Fast solution of a phase-field model of pitting corrosion

TL;DR

This paper introduces an efficient computational strategy for phase-field corrosion models that significantly reduces simulation times, enabling practical predictive maintenance applications on standard hardware.

Contribution

It develops a novel approach using extended domains and iterative IMEX methods to handle non-rectangular geometries efficiently.

Findings

Achieves accuracy comparable to existing methods

Reduces computational time substantially

Enables practical corrosion predictions on standard workstations

Abstract

Excessive computational times represent a major challenge in the solution of corrosion models, limiting their practical applicability, e.g., as a support to predictive maintenance.
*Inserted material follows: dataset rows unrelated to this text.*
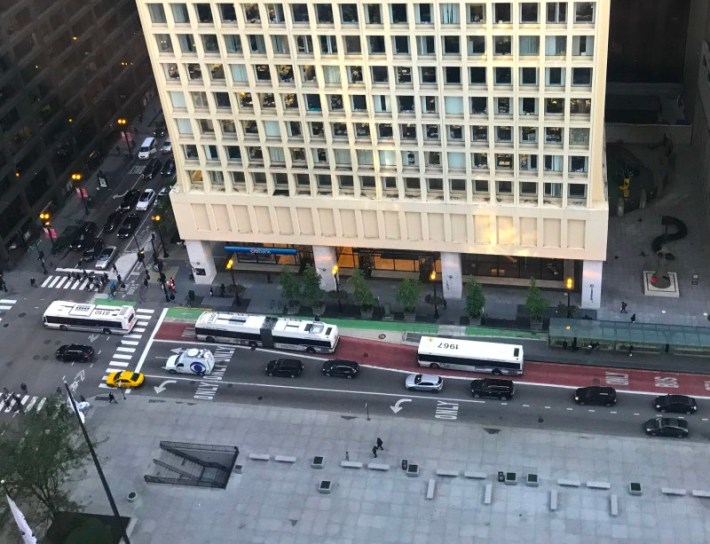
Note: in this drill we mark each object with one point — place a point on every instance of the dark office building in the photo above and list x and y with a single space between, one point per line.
68 70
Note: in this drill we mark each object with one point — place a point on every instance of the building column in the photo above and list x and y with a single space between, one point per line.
325 259
451 282
201 260
592 284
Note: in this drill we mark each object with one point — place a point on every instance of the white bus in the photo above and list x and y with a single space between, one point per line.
65 315
259 330
470 355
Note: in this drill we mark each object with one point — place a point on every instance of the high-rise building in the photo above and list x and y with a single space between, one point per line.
399 136
68 69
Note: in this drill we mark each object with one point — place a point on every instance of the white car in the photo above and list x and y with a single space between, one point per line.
103 261
146 200
424 382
In this paper, we propose an efficient strategy for solving a phase-field model for metal corrosion. Based on the Kronecker structure of the diffusion matrix in classical finite difference approximations on rectangular domains, time-stepping IMEX methods are efficiently solved in matrix form. However, when the domain is non-rectangular, the lack of the Kronecker structure prevents the direct use of the matrix-based approach. To address this issue, we reformulate the problem on an extended rectangular domain and introduce suitable iterative IMEX methods. The convergence of the iterations and the propagation of the numerical errors are analyzed. Test cases on two and three dimensional domains show that the proposed approach achieves accuracy comparable to existing methods, while significantly reducing the computational time, to the point of allowing actual predictions on standard workstations.